ZURICH (Reuters) - Switzerland's highest court has dismissed an appeal by a former UBS banker convicted in absentia of espionage for selling information about wealthy clients to German tax authorities.
Rene S., as the 48-year-old ex-banker was called during court proceedings, was sentenced to 40 months in prison plus fines and court costs worth more than 125,000 Swiss francs ($125,200) when a lower court found him guilty in 2019 of spying and money laundering.
An appeals court in 2020 upheld the verdict, as did the Swiss Federal Court in a ruling released on Thursday.
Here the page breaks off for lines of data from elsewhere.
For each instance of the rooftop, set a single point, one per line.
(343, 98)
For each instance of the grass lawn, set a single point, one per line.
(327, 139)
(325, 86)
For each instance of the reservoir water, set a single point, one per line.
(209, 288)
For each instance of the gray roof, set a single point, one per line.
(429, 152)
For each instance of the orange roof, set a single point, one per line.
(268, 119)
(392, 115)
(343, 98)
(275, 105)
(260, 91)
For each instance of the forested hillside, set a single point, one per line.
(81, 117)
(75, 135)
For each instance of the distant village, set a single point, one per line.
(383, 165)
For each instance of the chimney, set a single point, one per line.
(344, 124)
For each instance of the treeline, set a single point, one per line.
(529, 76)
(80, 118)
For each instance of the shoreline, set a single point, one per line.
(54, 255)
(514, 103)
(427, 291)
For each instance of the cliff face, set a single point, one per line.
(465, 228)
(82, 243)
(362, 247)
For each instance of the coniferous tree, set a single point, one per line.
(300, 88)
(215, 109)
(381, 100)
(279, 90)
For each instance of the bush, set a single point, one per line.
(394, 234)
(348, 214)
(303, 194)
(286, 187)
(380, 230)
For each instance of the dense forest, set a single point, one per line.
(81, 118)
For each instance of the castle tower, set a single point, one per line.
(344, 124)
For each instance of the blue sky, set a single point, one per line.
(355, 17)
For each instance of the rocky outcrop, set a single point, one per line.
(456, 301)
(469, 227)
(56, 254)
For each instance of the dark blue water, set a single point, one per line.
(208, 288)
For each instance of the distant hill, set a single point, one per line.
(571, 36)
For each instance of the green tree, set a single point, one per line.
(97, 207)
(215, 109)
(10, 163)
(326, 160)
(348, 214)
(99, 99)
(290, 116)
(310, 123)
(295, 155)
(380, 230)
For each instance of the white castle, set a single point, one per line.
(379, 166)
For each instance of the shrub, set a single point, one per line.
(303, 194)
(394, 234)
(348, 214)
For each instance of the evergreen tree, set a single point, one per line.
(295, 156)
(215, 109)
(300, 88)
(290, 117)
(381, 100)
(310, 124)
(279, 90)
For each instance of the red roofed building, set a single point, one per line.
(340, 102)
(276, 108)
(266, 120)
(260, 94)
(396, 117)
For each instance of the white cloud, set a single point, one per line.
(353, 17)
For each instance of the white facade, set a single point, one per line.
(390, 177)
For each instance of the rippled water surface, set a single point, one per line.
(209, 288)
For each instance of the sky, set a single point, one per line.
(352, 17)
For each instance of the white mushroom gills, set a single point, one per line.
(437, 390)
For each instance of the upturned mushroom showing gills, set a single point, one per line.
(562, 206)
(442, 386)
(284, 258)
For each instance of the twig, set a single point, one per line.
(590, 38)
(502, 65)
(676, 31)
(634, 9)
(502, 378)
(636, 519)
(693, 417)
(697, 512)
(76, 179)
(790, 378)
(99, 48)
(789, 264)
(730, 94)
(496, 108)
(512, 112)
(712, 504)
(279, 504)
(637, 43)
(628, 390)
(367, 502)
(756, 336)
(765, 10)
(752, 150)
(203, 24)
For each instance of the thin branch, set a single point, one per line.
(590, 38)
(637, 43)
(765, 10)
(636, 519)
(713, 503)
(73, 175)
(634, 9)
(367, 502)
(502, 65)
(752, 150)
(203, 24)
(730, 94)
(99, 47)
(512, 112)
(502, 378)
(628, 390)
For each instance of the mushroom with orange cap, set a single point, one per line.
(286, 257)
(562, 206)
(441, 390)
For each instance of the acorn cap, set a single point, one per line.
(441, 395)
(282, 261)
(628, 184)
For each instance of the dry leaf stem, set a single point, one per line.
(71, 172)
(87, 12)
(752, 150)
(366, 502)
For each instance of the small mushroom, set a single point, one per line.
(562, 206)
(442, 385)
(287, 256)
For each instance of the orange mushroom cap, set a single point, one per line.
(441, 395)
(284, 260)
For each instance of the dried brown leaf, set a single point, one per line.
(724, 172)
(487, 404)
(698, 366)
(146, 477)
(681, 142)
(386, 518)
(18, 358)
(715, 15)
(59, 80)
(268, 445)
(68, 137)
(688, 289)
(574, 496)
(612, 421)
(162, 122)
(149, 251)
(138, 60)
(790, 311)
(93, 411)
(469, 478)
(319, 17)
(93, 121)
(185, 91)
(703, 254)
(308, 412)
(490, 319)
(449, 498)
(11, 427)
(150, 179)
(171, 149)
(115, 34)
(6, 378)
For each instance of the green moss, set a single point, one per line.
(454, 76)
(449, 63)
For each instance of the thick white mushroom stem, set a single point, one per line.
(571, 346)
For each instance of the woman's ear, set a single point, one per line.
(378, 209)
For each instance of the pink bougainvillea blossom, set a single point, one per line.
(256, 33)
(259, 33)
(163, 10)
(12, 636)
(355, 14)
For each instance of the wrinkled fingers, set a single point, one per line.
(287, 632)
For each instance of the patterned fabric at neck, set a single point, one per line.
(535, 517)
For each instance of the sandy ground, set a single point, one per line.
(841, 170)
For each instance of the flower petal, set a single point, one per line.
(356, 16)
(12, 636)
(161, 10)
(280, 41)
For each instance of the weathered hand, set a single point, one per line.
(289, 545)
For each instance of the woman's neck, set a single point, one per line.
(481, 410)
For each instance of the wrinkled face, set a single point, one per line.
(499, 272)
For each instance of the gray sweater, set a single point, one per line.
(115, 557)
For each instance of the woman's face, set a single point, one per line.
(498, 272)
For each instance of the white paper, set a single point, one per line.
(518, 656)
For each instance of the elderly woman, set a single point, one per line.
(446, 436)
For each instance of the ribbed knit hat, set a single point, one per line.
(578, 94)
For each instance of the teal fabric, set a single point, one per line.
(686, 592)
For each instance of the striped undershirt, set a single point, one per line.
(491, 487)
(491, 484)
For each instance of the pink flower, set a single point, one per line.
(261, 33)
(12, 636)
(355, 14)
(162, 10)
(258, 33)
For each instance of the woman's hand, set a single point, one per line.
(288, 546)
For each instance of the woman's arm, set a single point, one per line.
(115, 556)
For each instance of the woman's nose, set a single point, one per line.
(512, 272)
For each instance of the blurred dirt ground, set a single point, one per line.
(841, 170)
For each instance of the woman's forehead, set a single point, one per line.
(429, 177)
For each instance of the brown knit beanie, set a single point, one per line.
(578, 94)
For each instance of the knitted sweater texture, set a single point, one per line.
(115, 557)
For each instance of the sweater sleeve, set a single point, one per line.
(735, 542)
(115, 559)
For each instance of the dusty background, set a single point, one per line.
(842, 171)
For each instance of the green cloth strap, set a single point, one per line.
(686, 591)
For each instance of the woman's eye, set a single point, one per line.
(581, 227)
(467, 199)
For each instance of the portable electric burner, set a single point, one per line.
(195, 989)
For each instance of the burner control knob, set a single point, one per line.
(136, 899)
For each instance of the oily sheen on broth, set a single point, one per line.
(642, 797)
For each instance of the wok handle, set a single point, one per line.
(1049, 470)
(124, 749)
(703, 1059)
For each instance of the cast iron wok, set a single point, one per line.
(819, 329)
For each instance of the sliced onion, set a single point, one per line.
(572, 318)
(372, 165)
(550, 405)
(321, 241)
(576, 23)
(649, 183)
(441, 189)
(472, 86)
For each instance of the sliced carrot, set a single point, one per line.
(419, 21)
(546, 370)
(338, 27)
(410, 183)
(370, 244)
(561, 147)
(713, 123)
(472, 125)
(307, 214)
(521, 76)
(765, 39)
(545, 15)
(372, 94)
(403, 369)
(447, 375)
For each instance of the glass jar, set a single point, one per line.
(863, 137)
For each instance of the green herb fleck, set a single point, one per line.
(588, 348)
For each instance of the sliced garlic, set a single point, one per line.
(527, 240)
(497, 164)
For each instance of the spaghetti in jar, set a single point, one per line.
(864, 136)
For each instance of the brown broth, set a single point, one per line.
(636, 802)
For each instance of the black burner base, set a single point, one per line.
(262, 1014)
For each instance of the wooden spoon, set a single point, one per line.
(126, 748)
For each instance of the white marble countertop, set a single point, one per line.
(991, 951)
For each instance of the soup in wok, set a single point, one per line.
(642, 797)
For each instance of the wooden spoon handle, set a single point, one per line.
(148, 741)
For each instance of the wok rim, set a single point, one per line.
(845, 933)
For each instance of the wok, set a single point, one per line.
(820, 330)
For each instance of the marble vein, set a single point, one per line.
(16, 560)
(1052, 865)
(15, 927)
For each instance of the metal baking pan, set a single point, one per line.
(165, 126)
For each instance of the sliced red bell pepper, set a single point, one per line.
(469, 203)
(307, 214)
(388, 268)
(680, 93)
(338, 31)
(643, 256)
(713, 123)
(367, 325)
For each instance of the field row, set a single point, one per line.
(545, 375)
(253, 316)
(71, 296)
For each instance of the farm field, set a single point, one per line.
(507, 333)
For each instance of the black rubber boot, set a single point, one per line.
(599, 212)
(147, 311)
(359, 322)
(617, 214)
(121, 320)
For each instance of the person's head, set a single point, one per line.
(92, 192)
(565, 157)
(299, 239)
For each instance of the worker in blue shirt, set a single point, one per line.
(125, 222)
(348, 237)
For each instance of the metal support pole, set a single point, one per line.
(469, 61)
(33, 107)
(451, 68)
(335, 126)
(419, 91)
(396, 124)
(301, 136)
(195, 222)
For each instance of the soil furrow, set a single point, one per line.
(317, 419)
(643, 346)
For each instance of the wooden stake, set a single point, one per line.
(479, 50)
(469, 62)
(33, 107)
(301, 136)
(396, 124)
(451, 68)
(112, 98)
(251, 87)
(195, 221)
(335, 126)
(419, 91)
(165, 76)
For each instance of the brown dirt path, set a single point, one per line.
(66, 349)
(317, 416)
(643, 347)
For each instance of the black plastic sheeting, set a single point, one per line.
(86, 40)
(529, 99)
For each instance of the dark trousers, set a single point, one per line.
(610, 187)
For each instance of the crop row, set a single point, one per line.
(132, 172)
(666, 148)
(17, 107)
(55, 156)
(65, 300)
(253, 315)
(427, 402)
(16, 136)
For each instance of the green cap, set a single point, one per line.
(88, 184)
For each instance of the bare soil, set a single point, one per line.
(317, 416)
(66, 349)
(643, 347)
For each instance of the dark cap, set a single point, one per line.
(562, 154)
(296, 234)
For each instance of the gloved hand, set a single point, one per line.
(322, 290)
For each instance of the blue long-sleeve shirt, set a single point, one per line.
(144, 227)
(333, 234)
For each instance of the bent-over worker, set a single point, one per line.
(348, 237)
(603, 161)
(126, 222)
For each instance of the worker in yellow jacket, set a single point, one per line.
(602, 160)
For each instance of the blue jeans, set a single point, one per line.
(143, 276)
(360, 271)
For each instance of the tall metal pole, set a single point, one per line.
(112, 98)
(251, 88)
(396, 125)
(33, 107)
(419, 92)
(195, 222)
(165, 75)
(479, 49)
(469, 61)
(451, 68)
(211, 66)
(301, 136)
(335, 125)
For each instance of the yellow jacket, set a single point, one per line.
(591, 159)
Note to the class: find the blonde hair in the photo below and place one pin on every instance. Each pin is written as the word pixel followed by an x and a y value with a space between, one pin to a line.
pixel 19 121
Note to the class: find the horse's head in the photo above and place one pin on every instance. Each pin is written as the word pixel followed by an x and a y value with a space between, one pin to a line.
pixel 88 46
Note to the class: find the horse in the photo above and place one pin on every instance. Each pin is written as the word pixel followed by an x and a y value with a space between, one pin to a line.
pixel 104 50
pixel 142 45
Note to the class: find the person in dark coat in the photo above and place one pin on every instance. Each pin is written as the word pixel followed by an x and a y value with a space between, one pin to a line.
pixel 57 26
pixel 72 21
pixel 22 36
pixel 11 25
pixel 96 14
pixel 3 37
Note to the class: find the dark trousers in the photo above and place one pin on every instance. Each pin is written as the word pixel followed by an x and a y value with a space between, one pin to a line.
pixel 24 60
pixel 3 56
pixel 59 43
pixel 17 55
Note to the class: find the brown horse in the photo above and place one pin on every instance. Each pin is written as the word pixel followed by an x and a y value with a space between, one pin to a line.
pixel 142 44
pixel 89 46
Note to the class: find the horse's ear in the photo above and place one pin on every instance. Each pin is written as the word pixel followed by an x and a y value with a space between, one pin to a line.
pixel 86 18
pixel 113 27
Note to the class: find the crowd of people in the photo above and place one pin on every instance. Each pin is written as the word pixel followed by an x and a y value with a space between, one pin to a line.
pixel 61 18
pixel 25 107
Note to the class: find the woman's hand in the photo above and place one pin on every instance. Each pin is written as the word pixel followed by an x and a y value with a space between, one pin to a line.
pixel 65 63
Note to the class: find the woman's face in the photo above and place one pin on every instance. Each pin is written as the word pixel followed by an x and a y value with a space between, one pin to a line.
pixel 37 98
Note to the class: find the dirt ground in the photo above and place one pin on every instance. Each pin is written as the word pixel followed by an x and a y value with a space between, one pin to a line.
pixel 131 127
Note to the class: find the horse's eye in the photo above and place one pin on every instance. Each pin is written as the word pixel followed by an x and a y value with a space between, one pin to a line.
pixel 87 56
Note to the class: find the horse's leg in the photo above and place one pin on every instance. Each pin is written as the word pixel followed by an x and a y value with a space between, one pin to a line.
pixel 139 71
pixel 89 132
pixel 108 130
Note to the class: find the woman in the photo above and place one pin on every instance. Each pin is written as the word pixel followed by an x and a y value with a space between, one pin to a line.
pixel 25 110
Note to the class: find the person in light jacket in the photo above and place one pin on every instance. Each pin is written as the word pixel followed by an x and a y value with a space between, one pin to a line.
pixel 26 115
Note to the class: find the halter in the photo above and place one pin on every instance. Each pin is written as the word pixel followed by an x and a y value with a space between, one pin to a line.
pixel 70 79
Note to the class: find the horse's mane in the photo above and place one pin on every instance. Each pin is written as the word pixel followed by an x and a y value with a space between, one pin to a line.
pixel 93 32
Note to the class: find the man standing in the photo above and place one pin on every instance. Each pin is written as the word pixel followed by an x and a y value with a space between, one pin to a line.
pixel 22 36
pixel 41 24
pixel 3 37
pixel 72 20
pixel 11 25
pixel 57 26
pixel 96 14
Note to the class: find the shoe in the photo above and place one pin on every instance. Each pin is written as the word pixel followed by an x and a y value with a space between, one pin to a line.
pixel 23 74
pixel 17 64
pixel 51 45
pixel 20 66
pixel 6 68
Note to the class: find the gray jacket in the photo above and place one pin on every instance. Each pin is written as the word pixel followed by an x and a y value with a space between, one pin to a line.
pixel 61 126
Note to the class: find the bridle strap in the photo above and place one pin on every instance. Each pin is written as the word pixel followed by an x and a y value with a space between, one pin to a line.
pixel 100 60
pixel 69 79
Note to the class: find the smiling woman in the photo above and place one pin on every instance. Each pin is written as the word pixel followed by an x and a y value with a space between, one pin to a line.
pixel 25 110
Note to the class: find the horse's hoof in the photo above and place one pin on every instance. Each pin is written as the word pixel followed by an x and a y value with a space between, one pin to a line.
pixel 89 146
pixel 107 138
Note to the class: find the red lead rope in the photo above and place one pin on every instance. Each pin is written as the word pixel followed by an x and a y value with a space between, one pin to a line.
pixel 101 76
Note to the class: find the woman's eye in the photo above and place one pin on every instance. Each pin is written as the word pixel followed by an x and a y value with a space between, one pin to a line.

It dismissed his argument that the lower court had conducted proceedings in an inadmissible manner.
Court documents have said the man, accused of making more than 1.1 million euros ($1.14 million) from the sale, had moved to a small town in Germany just across the Rhine River from Switzerland.
He did not attend court proceedings and his lawyer did not immediately respond to a request seeking comment.
The case was part of a decade-old dispute between Germany and Switzerland over untaxed assets, now a legacy issue after both countries have joined more than 100 others in agreeing to exchange financial data about residents' accounts.
Switzerland, whose banks have paid out billions to settle charges they helped foreigners hide wealth, has aggressively prosecuted whistleblowers who leak client data.